Two beginners here.  Me and my wife.  We decided to take the plunge and buy some skis.  Ran into some conflicting recommendations and was hoping you could help us sort it all out.


Who we are: We are beginner skiers.  Both athletic, pick things up quick, and have skied before... but really, we are green and blue limited right now. I am 5'11 160lbs, she is 5'2 130lbs.


Where we will ski: We live on the east coast and will do almost all of our skiing here the next few years.  Mainly at Whiteface in the Adirondack mountains... nicknamed "iceface" for a reason.


What we will ski: We are casual skiers, don't see us ever getting too aggressive or into racing or anything like that. But I suppose you never know. At least for this season and probably next, we are talking inbounds resort skiing.


So the question is, what sort of ski setup would you recommend for us?


A trusted source recommend we purchase a ski that we want to grow into.


With that in mind, I had several skis picked out after a week of online research and review reading.  For example, I thought the Line Prophet Flite might be a good, mid-priced option for me.  Couldn't find similar for her, but read good things about the Volkl Kenja.


We were looking to pay a grand or so on each setup and get something we could grow into and use for years to come.


However, when we went to a local shop, we were all but talked out of that strategy.  I am hoping you guys can break the tie, so to speak, and provide us with some good recommendations or direction.


The shop guy, who seemed very knowledgeable, suggested we forgo expensive skis until our skill progressed a little more.  He suggested we stick to a lower end package deal and after a few seasons then look into skis on par with the Flite and Kenja.


The particular ski packages that were being recommended to us include items I had not come across in my research, and am unable to find much information on.


For me:  Atomic Storm ski 164, Dalbello Aerro 57

For her: Salomon Amber 151, Salomon Irony


I guess my question for everyone is two part.


One, which strategy do you thin is best?  Buy the gear you want to progress into, or buy the gear you can more easily learn on?


And two, given your answer, which setup would you recommend we check out?

post #2 of 3

Get a season long rental at a ski shop . I know Alpine Shop in South Burlington Vt. does this, you get the whole package, boots, skis, poles.
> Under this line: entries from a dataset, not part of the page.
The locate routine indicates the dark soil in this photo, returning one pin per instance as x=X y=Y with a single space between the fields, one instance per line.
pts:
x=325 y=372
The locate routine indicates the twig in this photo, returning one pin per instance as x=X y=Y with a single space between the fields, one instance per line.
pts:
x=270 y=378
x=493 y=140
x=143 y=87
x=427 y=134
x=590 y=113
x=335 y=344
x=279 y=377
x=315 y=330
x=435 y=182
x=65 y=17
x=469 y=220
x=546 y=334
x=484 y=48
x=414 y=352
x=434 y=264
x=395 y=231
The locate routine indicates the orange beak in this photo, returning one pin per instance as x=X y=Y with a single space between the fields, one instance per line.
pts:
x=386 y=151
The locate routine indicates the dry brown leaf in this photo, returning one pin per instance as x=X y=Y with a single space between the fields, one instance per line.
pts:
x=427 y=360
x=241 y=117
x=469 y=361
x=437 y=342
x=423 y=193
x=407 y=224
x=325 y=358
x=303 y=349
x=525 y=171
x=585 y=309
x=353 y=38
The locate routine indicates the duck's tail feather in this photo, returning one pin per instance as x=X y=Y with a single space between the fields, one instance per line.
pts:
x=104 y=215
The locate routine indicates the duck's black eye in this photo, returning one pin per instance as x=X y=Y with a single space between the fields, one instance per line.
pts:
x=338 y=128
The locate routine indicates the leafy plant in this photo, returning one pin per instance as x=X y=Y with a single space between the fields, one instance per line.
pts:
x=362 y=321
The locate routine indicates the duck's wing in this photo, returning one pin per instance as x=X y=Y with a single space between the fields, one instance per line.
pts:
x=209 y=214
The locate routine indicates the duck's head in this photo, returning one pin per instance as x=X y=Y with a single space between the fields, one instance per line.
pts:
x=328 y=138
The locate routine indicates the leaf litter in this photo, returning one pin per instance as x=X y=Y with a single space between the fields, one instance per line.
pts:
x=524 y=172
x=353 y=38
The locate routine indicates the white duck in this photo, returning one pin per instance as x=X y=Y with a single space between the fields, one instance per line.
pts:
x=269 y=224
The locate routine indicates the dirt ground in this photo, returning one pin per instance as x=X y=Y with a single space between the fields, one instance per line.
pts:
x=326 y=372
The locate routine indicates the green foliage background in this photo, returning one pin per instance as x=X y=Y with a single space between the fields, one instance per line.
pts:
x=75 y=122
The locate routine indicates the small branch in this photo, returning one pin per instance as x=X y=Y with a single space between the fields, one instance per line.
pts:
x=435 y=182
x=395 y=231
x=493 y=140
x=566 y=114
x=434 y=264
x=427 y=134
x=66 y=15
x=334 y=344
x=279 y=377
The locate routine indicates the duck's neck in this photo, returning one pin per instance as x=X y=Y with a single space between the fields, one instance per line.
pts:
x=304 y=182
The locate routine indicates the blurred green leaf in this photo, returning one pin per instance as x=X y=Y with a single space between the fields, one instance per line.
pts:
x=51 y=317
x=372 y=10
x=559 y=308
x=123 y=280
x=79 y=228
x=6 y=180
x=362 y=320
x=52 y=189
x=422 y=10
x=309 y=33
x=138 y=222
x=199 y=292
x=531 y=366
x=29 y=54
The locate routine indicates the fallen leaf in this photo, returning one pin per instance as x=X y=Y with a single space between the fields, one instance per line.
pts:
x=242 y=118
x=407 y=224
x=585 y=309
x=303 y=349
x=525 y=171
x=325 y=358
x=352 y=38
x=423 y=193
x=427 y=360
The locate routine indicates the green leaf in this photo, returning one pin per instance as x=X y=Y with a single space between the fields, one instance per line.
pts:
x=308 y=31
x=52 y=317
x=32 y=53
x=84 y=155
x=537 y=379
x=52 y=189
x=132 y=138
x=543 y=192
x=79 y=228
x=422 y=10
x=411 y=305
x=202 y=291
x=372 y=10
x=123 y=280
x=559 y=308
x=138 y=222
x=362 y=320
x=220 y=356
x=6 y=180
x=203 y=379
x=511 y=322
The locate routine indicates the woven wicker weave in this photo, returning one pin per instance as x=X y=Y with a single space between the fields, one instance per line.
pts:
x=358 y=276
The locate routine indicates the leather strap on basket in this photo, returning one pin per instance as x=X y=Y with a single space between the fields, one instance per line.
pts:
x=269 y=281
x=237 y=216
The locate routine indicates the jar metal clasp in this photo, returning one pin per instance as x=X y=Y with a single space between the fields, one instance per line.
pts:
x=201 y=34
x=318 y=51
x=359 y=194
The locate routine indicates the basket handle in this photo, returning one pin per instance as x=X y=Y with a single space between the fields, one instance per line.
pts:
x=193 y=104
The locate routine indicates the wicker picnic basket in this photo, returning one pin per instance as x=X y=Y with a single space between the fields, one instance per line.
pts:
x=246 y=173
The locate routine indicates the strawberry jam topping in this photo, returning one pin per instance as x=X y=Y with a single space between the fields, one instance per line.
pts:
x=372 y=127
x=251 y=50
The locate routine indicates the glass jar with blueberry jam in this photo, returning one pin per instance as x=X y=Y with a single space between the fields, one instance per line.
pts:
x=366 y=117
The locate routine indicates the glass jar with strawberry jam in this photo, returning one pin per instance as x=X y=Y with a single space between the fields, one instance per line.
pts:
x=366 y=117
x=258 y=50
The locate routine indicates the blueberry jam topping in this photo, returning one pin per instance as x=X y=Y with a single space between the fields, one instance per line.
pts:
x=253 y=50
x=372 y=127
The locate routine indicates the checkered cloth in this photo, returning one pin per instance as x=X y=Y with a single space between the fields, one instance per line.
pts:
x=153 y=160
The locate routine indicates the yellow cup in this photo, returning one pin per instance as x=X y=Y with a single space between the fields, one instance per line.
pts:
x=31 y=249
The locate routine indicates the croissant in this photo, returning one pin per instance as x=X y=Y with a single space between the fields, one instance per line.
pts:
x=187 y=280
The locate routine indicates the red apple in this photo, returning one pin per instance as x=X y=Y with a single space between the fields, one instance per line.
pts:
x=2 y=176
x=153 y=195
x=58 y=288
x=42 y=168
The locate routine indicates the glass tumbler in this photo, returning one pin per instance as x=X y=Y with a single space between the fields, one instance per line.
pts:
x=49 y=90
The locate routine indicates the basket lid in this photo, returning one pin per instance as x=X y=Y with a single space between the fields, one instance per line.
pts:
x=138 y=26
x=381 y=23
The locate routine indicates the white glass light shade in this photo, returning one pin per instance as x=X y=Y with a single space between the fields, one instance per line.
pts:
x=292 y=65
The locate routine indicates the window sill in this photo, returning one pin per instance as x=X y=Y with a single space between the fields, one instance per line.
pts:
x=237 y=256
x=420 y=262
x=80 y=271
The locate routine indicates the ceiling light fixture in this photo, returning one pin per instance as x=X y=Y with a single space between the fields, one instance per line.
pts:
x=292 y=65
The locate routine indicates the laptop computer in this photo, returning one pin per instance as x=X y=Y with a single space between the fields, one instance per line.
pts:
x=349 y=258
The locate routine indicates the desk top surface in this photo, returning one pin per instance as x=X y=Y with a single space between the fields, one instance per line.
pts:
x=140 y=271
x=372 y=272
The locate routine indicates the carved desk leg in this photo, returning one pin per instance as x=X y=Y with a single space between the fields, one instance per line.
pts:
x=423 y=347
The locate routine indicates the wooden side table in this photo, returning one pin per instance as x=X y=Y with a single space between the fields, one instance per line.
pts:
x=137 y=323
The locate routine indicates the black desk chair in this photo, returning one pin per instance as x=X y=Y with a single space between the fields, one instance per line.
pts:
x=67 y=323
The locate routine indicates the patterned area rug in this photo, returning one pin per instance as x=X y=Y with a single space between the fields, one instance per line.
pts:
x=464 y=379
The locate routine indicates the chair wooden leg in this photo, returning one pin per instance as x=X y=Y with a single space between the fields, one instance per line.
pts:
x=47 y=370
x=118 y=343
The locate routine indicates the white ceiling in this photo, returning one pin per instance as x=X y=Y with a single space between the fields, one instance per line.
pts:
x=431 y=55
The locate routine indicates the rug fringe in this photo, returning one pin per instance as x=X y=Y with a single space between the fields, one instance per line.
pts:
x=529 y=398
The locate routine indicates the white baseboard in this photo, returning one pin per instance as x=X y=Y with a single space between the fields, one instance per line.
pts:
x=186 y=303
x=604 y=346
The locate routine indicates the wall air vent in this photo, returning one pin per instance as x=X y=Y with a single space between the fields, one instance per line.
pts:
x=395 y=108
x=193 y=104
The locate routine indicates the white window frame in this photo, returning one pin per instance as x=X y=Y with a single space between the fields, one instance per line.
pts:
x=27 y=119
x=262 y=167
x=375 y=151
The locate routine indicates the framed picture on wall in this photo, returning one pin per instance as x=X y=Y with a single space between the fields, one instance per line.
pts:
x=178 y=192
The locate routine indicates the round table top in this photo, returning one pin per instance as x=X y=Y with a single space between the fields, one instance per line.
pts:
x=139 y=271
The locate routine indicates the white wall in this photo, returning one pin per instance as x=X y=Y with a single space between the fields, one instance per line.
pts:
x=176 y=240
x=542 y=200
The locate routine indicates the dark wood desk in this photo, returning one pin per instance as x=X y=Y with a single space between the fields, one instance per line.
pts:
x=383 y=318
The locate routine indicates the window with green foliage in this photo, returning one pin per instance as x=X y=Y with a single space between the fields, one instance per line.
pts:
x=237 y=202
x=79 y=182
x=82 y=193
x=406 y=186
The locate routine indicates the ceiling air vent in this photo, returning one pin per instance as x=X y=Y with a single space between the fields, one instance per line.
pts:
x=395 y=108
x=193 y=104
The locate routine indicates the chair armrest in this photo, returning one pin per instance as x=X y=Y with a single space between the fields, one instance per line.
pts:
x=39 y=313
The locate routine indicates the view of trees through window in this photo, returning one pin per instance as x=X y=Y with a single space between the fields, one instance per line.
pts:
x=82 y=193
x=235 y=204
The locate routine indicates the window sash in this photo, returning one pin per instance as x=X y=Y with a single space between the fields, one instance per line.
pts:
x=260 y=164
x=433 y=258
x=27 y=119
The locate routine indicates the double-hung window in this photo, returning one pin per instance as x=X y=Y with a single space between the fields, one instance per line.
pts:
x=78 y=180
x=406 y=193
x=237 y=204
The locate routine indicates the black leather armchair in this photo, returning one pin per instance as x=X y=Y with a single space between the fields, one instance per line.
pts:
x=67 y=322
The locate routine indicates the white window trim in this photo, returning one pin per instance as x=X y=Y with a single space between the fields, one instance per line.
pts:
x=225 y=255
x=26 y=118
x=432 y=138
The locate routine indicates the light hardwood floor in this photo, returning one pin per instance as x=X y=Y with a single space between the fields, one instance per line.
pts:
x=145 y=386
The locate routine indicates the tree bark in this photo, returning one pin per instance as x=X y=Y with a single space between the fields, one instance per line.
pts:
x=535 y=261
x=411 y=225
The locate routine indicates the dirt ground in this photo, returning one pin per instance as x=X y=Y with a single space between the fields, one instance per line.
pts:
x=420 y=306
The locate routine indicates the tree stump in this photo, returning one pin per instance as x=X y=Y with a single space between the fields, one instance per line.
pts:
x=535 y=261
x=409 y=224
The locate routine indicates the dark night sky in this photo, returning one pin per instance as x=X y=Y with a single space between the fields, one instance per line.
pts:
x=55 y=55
You can get ( ask for ) a higher performance package than the basic rental. I believe you would be around $250 each, not exactly certain on that.I know basic adult package is $199. Improve your skiing so you don't have to grow into gear but can then get gear appropriate for your ability once you have a better feel for it. It might be as soon as the end of the season and you can get some great deals then. I'm sure this must be something like that available in the Lake Placid area.Take the money you save and put it into skiing , as much and in as different conditions you can find, take some lessons to speed up the process.

post #3 of 3
My reccomenation would be for your to go to a good boot fitter and concentrate on boots first! Once you have found a good fiiting boot and have it fitted properly to your foot, then take the left over money an buy the best ski for what you want for that amount.

It can not be stated often enough. When you are learning to ski, boots are more important than your skis! If you do not have a good fitting boot, no matter what ski you buy, it will not perform as you expect it too.

Now after you get your boots, based on your current ability, I would reccomend a good intermediate ski that will encourage you to learn and grow as a skier. An expert level ski at this point could do more harm than good. A couple of examples would be the Volkl AC20, Blizzard IQ Mag 7.4, Rossi Avenger Carbon 7.6 for you, the Volkl Ocean, Nordica Drive or Blizzard Viva 7.6 for your wife.

Or you can rent skis this season. You tend to get better skis at resorts when you bring boots and rent only skis. Then buy a better ski next year once you have acuired some solid skills.